Dry Fly is one of Washington state's earliest craft distilleries, founded in 2007, and is closely associated with the Pacific Northwest grain-to-glass movement. In Spokane's bar scene, the venue is a reference point for Washington wheat whiskey and locally produced spirits, functioning as both a tasting room and a downtown dining destination. The combined bar, restaurant, and gift shop format puts the full production range in front of visitors in a way that standalone bars cannot replicate.
What's the must-try cocktail at Dry Fly Distilling Bar, Restaurant, & Gift Shop?
Because the bar program is built around Dry Fly's own production portfolio, the most direct way to engage with what makes the venue distinct is through cocktails that foreground the house wheat whiskey, which is the expression that established the distillery's regional reputation.
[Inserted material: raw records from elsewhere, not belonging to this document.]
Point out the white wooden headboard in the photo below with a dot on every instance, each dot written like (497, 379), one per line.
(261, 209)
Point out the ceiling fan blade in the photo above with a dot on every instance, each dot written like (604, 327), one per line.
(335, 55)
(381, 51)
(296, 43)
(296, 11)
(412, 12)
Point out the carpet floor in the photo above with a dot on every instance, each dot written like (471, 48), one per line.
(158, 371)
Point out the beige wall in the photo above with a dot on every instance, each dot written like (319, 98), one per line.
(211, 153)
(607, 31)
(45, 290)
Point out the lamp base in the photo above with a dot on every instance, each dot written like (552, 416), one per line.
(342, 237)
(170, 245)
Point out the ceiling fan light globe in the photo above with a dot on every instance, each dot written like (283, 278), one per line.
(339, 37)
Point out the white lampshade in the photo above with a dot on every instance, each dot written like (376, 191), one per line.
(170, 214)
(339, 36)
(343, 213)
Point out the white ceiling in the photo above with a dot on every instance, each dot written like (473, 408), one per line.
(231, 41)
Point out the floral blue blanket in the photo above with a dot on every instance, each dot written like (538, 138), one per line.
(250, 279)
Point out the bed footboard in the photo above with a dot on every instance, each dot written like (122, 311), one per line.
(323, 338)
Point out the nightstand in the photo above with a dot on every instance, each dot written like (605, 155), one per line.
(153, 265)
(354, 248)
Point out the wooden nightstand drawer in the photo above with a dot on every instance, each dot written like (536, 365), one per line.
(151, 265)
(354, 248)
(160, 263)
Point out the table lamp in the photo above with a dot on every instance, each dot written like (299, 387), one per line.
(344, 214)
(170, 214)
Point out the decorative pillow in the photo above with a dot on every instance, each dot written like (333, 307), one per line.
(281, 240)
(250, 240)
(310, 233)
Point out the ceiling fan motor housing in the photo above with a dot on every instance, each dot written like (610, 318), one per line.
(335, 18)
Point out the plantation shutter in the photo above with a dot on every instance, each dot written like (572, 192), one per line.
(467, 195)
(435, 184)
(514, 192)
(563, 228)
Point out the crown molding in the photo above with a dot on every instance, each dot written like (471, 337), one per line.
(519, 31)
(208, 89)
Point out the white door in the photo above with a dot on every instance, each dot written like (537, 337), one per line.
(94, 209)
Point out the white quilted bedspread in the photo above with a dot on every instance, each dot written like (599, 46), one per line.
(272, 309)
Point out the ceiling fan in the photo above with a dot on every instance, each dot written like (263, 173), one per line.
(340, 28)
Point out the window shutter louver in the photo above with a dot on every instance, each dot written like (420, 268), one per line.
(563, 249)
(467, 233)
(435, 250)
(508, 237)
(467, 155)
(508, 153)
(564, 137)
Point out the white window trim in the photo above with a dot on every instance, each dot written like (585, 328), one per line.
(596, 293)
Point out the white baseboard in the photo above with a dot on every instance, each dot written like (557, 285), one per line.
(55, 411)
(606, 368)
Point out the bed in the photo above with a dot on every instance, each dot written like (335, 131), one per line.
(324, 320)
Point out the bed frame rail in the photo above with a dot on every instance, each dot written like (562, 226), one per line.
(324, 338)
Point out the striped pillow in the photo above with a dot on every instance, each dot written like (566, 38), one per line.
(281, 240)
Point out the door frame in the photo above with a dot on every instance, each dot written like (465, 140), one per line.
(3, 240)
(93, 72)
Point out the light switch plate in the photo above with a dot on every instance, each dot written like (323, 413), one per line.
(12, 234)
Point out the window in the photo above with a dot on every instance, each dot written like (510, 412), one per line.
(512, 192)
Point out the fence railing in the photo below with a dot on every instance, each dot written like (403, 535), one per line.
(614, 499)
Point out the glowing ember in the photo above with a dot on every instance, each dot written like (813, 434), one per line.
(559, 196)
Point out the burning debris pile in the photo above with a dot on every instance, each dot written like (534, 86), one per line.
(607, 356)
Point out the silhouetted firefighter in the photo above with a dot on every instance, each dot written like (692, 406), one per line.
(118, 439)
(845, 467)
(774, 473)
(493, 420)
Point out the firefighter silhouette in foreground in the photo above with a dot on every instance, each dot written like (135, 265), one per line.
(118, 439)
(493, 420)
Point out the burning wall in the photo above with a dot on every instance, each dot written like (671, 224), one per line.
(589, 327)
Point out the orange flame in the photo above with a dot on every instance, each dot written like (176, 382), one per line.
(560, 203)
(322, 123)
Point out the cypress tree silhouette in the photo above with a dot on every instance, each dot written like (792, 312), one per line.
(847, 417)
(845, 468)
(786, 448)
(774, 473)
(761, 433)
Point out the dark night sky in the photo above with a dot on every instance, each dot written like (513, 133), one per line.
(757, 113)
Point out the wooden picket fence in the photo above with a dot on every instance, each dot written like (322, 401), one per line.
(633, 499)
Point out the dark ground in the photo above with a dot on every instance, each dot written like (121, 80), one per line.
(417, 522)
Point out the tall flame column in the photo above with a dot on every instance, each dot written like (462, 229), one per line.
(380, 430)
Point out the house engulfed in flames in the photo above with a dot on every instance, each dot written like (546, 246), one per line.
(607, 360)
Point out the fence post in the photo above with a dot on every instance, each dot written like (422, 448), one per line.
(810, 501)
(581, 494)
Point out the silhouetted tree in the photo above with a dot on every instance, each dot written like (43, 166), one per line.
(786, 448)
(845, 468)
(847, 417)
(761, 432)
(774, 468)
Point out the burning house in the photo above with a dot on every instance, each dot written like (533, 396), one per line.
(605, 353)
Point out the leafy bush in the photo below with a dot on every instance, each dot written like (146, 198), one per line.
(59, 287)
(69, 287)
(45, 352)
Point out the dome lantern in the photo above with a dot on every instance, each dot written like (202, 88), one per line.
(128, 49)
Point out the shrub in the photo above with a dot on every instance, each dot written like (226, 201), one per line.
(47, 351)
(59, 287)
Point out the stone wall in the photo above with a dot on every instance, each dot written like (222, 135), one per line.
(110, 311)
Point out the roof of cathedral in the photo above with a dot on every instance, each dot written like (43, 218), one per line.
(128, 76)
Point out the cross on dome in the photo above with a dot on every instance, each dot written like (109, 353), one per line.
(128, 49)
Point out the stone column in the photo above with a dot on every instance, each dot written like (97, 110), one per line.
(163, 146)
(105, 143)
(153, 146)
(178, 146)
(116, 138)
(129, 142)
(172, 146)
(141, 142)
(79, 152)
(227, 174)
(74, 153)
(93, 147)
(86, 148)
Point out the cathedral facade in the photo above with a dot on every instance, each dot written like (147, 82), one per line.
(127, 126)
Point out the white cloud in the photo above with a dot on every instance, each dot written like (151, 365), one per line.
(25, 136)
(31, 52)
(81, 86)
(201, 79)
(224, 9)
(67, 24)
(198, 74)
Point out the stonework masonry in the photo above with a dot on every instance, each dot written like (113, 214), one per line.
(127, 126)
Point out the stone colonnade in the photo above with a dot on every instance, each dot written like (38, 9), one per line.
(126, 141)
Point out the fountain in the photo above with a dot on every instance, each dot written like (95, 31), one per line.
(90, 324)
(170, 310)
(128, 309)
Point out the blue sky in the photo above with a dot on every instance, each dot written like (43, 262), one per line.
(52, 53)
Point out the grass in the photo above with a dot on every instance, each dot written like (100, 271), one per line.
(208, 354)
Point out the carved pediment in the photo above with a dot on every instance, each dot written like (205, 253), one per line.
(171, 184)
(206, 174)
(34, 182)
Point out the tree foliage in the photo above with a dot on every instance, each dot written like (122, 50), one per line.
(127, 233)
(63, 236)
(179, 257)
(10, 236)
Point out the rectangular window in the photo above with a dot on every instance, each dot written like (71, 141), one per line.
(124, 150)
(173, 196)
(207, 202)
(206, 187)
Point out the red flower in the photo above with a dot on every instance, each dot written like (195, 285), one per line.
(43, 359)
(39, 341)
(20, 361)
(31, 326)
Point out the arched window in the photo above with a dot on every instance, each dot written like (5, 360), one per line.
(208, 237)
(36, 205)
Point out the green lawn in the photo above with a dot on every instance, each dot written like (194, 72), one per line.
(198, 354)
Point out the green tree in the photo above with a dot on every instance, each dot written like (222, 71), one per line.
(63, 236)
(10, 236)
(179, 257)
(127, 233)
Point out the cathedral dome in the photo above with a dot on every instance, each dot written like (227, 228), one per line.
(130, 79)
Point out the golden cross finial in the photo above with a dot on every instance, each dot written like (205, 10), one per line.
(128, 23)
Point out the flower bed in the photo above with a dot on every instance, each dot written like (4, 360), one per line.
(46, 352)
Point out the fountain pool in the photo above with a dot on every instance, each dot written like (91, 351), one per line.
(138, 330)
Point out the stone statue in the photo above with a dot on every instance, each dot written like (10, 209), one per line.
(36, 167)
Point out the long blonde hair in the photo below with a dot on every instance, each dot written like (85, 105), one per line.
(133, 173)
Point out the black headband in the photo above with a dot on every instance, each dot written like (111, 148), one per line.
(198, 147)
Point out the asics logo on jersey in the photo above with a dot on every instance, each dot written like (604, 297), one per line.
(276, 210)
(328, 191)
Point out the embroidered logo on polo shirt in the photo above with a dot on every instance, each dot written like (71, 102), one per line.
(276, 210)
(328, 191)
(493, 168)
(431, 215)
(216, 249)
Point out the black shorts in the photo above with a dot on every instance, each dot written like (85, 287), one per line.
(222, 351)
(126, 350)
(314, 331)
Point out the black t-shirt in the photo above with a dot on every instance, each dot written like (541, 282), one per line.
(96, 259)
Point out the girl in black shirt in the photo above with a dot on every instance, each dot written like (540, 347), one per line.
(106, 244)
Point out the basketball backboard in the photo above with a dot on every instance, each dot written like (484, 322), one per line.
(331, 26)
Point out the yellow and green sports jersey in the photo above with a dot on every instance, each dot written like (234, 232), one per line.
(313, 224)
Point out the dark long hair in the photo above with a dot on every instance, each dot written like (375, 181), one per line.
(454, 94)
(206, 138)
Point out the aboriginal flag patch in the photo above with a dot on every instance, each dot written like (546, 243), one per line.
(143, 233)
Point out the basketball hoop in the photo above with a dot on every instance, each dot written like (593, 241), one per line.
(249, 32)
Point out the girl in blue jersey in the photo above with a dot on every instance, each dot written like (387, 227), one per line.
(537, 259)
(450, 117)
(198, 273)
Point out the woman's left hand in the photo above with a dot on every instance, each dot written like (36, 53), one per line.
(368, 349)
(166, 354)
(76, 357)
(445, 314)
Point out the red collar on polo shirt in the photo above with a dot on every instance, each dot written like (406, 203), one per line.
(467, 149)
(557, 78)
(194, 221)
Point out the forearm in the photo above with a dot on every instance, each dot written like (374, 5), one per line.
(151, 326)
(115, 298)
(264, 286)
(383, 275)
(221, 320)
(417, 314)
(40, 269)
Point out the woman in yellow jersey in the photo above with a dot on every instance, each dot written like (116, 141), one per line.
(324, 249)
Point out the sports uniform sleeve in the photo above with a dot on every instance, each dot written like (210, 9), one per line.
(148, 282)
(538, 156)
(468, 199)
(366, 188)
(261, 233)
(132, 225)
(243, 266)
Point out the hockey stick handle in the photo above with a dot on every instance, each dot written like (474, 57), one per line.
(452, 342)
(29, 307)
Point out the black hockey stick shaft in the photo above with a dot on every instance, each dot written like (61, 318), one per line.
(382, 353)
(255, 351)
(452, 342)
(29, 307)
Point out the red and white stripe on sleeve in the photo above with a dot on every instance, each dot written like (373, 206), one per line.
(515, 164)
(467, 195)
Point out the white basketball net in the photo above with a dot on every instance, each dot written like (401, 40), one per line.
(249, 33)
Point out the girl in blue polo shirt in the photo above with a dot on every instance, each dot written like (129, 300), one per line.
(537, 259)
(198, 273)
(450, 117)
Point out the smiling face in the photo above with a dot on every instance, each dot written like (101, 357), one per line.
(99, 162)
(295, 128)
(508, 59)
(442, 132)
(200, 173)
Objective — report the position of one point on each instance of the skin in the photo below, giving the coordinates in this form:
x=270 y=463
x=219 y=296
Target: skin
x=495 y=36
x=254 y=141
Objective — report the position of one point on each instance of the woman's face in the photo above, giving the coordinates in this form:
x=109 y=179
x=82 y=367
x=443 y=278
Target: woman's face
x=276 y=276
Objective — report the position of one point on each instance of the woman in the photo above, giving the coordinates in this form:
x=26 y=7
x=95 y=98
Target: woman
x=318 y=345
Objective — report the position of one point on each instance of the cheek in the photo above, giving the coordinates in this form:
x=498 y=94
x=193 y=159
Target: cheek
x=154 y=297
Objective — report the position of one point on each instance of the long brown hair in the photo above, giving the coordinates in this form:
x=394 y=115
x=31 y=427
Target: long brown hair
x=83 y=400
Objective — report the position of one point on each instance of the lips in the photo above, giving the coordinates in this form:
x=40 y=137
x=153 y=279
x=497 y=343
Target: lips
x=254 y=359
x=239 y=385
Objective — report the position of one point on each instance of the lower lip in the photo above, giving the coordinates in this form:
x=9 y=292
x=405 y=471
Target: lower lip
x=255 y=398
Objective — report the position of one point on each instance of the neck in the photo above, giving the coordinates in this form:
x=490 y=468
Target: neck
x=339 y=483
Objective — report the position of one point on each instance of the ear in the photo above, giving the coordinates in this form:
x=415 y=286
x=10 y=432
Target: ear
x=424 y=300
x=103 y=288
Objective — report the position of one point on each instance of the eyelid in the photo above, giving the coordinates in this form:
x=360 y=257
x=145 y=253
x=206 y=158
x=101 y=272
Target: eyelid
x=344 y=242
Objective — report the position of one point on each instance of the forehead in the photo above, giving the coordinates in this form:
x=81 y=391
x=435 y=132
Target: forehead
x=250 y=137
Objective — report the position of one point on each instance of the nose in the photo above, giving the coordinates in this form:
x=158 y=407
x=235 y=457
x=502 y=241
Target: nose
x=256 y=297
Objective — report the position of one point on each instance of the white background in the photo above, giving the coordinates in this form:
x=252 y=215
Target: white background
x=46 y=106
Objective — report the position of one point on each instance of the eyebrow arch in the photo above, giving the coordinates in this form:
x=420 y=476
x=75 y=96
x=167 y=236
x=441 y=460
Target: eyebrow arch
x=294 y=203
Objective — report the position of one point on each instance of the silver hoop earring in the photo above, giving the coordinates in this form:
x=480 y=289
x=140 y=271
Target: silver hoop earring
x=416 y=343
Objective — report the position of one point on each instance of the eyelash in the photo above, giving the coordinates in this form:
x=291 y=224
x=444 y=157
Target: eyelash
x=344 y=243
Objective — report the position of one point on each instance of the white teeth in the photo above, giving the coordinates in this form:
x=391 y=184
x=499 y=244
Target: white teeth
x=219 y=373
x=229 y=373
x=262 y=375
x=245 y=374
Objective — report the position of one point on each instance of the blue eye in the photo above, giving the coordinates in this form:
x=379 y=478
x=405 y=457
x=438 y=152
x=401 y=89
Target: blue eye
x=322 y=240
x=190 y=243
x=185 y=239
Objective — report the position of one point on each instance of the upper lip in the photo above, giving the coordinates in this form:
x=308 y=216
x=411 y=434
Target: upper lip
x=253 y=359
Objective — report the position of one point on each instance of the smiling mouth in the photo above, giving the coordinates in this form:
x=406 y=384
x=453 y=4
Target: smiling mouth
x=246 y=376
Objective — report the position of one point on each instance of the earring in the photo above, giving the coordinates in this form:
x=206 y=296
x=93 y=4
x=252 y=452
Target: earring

The specific cocktail list is leading confirmed at the venue, as producer-owned bars typically rotate builds to showcase current releases and seasonal expressions alongside their core range.
Is Dry Fly Distilling worth visiting if I don't usually drink whiskey?
Washington craft distilleries like Dry Fly typically produce across multiple categories, including gin, vodka, and fruit-forward spirits in addition to whiskey, which reflects the state's agricultural range. A producer-owned bar presents the full portfolio rather than a single spirit, so visitors with varied preferences are well served by the format. The restaurant and gift shop components also make the visit workable as part of a broader downtown Spokane afternoon or evening rather than a purely spirits-focused excursion.